Moore is not only a great tackler and an important leader on the field, he has a nose for the ball and a knack for creating turnovers. His 11 career interceptions are third on the school's all-time list. Fans will never forget how he saved the game for South Carolina the last time he played in Charlotte's Bank of America Stadium. 

If the Gamecock defense is much improved, Moore will be a big reason why. I think he's poised for a big year and a big payday in next year's NFL Draft. 

Jamyest Williams

First, the good news: The most experienced position on the team is the secondary, where four starters and three seniors return. 

Now, the bad news: The secondary has not been very good the past few years. 

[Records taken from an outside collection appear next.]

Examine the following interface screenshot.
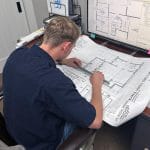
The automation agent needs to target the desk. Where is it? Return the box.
[1,33,150,150]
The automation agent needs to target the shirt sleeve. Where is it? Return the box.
[45,68,96,127]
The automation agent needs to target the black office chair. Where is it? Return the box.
[0,91,96,150]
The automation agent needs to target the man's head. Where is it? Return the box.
[43,16,80,59]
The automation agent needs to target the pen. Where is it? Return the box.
[79,67,109,84]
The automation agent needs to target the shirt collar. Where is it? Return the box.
[31,45,56,67]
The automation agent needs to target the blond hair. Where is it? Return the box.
[43,16,80,47]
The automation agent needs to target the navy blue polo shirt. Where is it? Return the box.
[3,45,95,150]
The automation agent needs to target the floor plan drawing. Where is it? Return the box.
[58,36,150,126]
[88,0,150,49]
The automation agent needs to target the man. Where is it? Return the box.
[3,16,103,150]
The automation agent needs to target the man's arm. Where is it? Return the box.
[89,72,104,129]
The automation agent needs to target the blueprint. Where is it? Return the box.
[58,36,150,126]
[88,0,150,50]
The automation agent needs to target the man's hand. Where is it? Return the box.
[90,71,104,88]
[61,58,81,68]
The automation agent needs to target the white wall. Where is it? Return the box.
[77,0,87,33]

Muschamp, a former defensive back coach, believes they will be better this season and has praised seniors Chris Lammons and D.J. Smith and junior Rashad Fenton throughout training camp. Depth is a concern, but the one player who can make a huge difference is Williams, the top recruit in the 2017 class. 

Williams was considered one of the best athletes in the country as a high school senior and was rated the No. 3 cornerback in the country by ESPN. As expected, he has already won a starting job at nickel. 

Williams should develop into a shut-down corner and a dynamic playmaker. He should help the Gamecocks generate more turnovers and could be a factor in the return game. 

If Williams lives up to expectations, he will be on the SEC All-Freshman team and be a fixture in the Gamecock secondary for at least the next three years.